Intellectual property: A Summary
Unlike tangible property, intellectual property is more complicated in terms of ownership and possession. With regard to such complexity, the legal frameworks in place have come up with various provisions aimed at protecting the ownership and exclusive rights of such property. For purposes of such protection, intellectual property is divided into: copyrights, patents, trademarks, and registered designs. Contrary to common misconception, a single product can be protected under all these types. For instance, an iPhone, a product of Apple Inc, can have the company control its distribution and enhancement by use of patents, copyrights, registered designs and trademarks. Typically, patents are concerned with protecting the invention, i.e. the original idea. On the contrary, trademarks protect the brand that is vested in a name, e.g. the iPhone. On the other hand, the registered design protects the appearance or physical attributes of a product, e.g. the prominent iPhone theme. Lastly, the copyrights protect the creative aspects of a product such as the authentic apps associated with the iPhone.
Fundamentally, a patent is a power of bargain, given by the state to an individual for a period of 20 years, during which such an individual enjoys the exclusive rights over the item, but pays a description fee to the government in addition to legal fees. The fees applicable to patents include the application fee, search fee, the examination fee and the renewal fees. Patents, arguably the most complicated legal aspects of intellectual property, are associated with a multiplicity of myths. For instance, a lot of people believe that patents are only meant for cranky or whacky inventions, a myth that does not hold water, given the legal definition of the term patent. Contrary to this myth, one can use patents to protect any inventive idea, as long as it is authentic, and meets the threshold for patent award. Another myth commonly associated with patents is that such legal protection is only applicable to major technological breakthroughs and for complex advanced technology. On the contrary, patents can be used in legally protecting simple inventions if justified by authenticity and uniqueness.
A trademark is described as anything that is capable of graphical representation. Typically, trademarks are symbols or names, or even logos and slogans. The main function of a trademark is to protect the products of one undertaking from the products of other undertakings. A trademark can enable an observer to differentiate a company’s product from that of another by the appearance of the prominent symbol.

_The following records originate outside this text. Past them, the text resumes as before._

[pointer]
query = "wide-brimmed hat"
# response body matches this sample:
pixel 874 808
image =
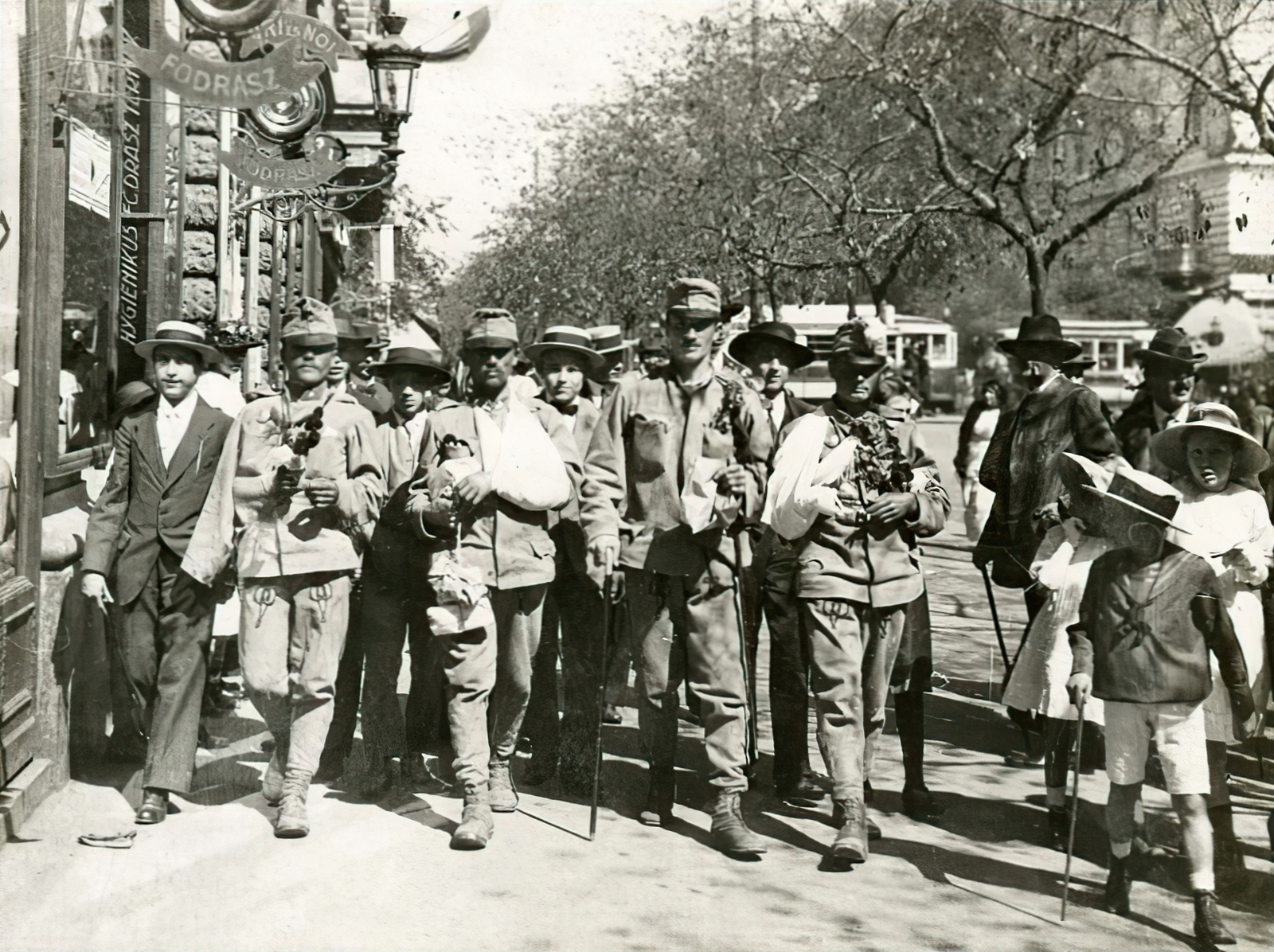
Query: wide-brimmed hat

For this reason, trademarks are sometimes referred to as badges of origin. A good example of a trademark is the Nike slogan Just Do It! The hard part about trademarks is the creativity required in inventing the mark. For instance, the law of property relating to trademarks requires that a trademark be a totally invented word, and not a copied one. Secondly, the word ought to be between 4 and eight letters. Lastly, the word should not bear any meaning in any language. When coming up with the trademark, it is required that the inventor avoids geographical names, any laudatory terminology and restrictive names. It is more advisable however, that an inventor uses their name or becomes more inventive in using outstanding slogans.
Copyrights are basically meant for the protection of ownership of works, especially the works associated with the creativity industry. Copyrights are exceptionally important in protecting the ownership of musical works, literary works, movies and films as well as computer software, works of photographers and other arts, and so on. Today, books, reports, engineering works songs and other intangible properties are protected by copyright laws. Such rights protect the works for a considerably long time depending on the type of work.

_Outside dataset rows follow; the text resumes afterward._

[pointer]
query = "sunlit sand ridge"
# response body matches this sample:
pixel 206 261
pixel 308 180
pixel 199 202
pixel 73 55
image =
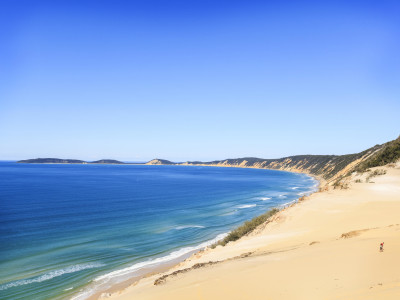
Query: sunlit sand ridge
pixel 326 247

For instance, in the case of a book, the copyrights are applicable for a period of 70 years after the death of the author. This applies to all literary works, artistic works such as dramas and so on. in the case of a film, the copyrights are relevant up to 70 years after the death of the last directors, crew member or actor. Sound recording and broadcasted works are protected by copyrights for a period of up to 50 years after the first broadcast. Copyright infringement is a serious crime punishable under the doctrines of common law. However, there are some defenses applicable at law. Such include: public interest, private studies and researches, literally criticisms and so on.
Registered designs are considered the simplest of all types of intellectual property protection. Registered designs protect the external appearance or outlook of the piece of property. As mentioned earlier, the registered design helps the product of a single undertaking remain outstanding in the crowded market. If an inventor’s products are protected by registered design, no other producer or inventor will come up with a product bearing similar appearance. This remains to be the case for a period of 25 years, during which the protected party pays 60 pounds for the first five years. As a matter of fact, registered design is far simpler than patents and copyrights.